My work on this book was based on the following principles. First of all, I wanted to show that Swedish and American poetries, despite their inexhaustible variety and numerous superficial differences, are essentially very similar. I hope that the Swedish reader will not be disconcerted by the fact that most contemporary American poets reject classical verse forms, as well as social sermonizing, while the American reader will accept the traditional rhymed syllabo-tonic verse and this-is-how-you-must-live attitude of Swedish poets of our day. These are the prevailing trends of the contemporary poetic horizons, although of course this collection presents other trends as well. And yet, the aim of this site is not so much to show the work of individual poets, but to
present an overall picture of two remarkably rich and spiritually similar poetries, especially as they appear today. I have therefore decided to choose one poem of each of the most interesting, to my mind, living Swedish and American poets, representing all generations and the main literary trends, putting them together in a colorful bilingual mosaic. I chose mostly from poems written and published in the last two decades, although earlier poems, as well as those not yet published in website, were also seriously considered. Undoubtedly, it would have been naive to compile such a site from poems directly declaring the good will of our peoples to each other. In Sweden the days of straightforward foreign policy declarations in verse are a thing of the past (in fact, they had little to do with true poetry), in American verse such days apparently never occurred. And yet, the point is precisely that Swedish and American poets, generally knowing very little of each other, wrote about practically the same things. All of them were concerned with avoiding war, worried about presenting their ecological and cultural heritage, were involved with the joys and difficulties of the complex human relationships expressed by the eternally beautiful concept of
money.
This led to the three-part
structure of the site, where poets of the two countries not only appear side by side, but participate in a direct poetical dialogue, argue with each other, but agree about the most important: man can and should be happy, but if so why is there so much pain, blood and tears in the story of mankind?
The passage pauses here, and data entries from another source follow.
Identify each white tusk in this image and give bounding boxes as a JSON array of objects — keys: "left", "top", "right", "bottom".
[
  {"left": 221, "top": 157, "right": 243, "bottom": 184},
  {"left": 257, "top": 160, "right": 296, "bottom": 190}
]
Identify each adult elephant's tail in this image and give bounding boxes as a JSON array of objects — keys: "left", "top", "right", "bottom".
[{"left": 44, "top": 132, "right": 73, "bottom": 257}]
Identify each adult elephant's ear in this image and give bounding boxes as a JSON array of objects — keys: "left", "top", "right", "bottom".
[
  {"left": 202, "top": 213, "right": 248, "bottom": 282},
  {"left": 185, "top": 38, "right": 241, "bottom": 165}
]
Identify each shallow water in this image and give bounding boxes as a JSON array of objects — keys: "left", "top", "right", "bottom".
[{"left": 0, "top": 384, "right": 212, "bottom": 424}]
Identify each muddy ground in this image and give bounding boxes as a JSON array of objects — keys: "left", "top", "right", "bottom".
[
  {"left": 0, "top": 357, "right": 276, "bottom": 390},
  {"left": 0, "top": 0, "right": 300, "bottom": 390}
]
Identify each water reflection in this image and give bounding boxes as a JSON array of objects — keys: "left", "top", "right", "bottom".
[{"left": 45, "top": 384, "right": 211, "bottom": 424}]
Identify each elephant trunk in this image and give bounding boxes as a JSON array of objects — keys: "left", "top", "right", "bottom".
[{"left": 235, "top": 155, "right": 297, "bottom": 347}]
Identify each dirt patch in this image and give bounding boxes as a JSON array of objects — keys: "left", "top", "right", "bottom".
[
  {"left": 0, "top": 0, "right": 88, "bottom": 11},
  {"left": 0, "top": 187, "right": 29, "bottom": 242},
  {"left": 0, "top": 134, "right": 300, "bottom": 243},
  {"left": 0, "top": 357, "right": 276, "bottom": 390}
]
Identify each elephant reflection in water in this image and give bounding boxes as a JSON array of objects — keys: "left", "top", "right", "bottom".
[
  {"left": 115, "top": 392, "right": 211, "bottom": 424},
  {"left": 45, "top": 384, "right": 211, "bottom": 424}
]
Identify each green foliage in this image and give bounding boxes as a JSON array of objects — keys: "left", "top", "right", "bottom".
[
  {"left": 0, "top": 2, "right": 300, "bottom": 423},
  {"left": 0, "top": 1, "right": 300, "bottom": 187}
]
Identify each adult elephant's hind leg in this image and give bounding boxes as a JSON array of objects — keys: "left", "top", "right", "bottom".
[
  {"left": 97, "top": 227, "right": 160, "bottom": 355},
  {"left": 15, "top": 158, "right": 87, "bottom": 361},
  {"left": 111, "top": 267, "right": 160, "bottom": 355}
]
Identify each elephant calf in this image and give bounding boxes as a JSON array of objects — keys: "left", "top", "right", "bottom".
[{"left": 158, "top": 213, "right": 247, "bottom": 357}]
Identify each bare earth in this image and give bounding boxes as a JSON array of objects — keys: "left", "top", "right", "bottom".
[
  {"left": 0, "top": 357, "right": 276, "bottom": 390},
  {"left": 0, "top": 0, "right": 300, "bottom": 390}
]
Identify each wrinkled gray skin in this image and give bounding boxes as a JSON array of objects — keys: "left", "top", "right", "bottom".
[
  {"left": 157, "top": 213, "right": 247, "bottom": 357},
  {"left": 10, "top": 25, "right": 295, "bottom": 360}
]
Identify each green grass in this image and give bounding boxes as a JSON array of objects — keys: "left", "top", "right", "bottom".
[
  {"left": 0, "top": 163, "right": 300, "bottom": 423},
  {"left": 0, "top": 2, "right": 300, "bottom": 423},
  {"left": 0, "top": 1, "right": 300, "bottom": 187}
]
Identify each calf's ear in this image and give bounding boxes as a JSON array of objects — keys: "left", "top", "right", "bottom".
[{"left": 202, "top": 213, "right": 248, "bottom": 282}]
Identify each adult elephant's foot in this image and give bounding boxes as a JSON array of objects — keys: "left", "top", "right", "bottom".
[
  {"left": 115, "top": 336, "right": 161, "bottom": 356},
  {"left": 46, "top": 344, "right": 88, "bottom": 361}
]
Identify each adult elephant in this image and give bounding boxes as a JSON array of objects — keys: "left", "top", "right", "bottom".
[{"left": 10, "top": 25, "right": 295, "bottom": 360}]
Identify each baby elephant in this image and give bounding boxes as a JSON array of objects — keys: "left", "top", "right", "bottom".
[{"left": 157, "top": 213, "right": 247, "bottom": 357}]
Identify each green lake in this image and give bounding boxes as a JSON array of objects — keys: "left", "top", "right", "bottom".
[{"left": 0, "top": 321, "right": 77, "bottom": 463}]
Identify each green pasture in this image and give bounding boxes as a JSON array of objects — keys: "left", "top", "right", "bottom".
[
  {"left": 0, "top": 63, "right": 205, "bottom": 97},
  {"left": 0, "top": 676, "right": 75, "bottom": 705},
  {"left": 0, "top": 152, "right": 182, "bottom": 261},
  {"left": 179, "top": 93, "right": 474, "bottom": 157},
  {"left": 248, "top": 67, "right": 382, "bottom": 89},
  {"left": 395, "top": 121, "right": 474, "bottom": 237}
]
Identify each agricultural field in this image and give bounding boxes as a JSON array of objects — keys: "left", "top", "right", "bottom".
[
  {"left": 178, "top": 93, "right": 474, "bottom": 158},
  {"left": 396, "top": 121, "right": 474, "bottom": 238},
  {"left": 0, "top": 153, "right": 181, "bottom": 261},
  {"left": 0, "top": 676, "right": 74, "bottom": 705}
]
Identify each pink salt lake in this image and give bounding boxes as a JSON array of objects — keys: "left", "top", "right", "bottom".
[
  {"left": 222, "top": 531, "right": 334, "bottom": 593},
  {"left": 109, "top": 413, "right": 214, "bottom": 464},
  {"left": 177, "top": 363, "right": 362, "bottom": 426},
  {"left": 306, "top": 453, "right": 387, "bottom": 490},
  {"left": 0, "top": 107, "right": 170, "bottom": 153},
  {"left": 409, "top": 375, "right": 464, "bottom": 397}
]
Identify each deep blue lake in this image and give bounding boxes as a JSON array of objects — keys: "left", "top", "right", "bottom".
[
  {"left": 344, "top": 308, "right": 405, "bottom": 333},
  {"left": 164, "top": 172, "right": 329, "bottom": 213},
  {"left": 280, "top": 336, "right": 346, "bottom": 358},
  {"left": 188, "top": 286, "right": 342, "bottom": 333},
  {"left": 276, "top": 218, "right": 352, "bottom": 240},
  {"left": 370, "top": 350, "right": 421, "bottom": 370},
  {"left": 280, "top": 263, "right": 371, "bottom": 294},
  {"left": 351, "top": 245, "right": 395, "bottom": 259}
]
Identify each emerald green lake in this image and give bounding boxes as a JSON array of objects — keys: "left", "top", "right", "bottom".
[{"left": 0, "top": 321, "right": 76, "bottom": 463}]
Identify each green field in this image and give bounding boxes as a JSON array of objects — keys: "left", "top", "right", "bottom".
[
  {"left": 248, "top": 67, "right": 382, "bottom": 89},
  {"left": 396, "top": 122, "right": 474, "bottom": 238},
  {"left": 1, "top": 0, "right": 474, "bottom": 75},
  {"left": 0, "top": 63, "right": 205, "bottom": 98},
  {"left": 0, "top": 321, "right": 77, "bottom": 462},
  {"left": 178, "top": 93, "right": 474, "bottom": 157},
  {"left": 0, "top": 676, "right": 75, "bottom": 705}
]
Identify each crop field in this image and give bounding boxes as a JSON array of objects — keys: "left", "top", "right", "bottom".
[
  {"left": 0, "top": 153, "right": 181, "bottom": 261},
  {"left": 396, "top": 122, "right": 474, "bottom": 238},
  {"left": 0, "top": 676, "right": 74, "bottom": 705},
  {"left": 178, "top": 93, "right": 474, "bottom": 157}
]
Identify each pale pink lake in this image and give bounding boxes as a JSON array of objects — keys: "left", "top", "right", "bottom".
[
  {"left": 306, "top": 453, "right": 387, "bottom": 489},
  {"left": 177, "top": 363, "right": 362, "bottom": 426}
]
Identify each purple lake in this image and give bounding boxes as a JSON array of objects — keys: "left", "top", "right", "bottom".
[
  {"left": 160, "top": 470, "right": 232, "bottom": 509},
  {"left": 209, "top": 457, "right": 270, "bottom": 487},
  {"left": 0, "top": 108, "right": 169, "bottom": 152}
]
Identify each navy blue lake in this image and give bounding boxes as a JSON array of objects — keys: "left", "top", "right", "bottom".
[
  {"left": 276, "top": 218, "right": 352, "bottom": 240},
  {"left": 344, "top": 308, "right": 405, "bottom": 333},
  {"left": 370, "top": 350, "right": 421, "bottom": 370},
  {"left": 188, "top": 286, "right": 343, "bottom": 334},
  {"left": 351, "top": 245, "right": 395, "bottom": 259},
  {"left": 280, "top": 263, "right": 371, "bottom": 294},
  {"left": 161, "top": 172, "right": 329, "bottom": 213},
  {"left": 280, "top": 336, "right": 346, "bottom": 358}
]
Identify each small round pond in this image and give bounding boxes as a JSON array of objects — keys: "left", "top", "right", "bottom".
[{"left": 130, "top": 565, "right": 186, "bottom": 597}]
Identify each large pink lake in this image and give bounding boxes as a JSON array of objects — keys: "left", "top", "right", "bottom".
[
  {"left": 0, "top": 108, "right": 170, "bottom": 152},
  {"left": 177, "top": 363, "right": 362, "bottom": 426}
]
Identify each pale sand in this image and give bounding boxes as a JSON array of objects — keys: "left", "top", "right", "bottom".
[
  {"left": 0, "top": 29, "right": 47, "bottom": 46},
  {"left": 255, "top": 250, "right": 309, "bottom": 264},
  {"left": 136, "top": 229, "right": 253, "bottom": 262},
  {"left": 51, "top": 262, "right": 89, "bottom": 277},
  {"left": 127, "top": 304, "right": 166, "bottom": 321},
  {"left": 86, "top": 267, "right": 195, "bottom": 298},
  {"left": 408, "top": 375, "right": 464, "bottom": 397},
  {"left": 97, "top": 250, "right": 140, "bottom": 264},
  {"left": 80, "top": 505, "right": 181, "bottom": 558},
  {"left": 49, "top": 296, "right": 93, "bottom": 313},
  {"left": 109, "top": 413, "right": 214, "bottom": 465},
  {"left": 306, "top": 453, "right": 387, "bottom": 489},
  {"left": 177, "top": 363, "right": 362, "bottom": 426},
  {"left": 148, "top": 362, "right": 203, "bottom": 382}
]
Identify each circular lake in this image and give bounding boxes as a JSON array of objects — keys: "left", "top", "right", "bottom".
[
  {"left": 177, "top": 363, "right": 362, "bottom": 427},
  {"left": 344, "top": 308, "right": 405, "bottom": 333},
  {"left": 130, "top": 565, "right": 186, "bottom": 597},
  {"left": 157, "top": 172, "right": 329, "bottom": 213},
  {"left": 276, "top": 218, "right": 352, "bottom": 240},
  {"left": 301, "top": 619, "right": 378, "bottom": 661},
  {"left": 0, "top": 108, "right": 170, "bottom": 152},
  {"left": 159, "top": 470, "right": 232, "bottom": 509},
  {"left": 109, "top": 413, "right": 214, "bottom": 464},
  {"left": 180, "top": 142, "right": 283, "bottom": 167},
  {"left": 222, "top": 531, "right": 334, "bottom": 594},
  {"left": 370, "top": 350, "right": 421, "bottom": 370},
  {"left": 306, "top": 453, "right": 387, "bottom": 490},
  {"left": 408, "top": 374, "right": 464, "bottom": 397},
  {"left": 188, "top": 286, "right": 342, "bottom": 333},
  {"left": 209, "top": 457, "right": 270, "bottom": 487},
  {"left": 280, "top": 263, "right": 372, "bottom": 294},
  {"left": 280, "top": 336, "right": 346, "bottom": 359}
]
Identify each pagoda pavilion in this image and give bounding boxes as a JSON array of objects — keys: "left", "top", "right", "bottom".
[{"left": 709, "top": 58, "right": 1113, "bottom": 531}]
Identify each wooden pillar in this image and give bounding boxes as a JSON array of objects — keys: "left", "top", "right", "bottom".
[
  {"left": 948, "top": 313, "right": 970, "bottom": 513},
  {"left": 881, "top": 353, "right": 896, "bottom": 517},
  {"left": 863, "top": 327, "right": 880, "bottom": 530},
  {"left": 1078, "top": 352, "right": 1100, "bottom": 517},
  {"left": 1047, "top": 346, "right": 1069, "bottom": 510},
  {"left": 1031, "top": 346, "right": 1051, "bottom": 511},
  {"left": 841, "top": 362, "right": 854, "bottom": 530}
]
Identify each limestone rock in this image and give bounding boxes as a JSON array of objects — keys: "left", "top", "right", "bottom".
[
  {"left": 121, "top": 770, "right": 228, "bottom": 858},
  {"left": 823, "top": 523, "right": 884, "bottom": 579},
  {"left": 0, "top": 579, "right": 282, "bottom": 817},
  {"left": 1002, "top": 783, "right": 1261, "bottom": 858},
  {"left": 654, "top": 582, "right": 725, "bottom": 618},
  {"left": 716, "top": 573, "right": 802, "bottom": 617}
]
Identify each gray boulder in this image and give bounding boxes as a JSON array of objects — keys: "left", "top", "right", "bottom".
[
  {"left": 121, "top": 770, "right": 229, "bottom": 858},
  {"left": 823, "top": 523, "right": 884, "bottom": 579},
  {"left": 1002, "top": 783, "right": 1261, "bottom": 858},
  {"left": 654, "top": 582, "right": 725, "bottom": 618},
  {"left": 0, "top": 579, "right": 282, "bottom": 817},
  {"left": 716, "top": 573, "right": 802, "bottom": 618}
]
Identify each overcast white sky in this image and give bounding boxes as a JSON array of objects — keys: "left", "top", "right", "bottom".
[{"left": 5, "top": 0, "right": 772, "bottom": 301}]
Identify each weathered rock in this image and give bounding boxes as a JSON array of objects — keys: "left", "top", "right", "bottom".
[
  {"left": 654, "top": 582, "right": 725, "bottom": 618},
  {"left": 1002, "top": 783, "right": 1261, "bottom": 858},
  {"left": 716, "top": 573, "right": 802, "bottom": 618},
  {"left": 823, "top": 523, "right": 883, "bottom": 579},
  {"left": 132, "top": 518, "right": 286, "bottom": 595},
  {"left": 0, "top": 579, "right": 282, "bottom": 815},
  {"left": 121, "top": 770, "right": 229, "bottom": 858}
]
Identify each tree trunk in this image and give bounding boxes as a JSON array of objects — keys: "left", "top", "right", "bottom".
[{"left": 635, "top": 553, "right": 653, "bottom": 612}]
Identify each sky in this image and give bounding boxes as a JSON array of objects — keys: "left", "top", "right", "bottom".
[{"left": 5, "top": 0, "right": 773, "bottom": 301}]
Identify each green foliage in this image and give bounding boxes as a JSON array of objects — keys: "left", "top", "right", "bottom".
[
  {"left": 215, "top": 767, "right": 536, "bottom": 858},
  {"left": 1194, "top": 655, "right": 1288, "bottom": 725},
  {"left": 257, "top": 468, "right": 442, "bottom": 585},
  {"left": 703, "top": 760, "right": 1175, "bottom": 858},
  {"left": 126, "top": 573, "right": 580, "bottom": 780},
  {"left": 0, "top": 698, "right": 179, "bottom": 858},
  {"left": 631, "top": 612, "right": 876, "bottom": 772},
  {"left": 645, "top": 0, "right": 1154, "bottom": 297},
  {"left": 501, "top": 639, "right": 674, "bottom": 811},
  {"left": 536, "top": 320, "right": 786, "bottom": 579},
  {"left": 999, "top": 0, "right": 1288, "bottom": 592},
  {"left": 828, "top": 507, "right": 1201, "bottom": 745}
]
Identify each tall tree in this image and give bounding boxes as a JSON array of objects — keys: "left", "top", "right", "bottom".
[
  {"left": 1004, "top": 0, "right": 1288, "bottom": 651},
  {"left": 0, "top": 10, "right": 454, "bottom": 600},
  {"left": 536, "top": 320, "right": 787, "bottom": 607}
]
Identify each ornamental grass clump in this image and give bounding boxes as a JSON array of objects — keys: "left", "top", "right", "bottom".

It is noteworthy that most of the translations from English to Swedish were done by authors of this collection Swedish poets who know at least some English. Among American poets, there are probably some who know a bit of Swedish; however, since all the work in compiling and translating the site was done in the Union, and very quickly, there was no possibility to ask our American colleagues for help in the translations from Swedish. In this volume that part of the translations was done by professional translators living in London. But I hope that in the near future mutual translations of Swedish and American poets will become quite usual.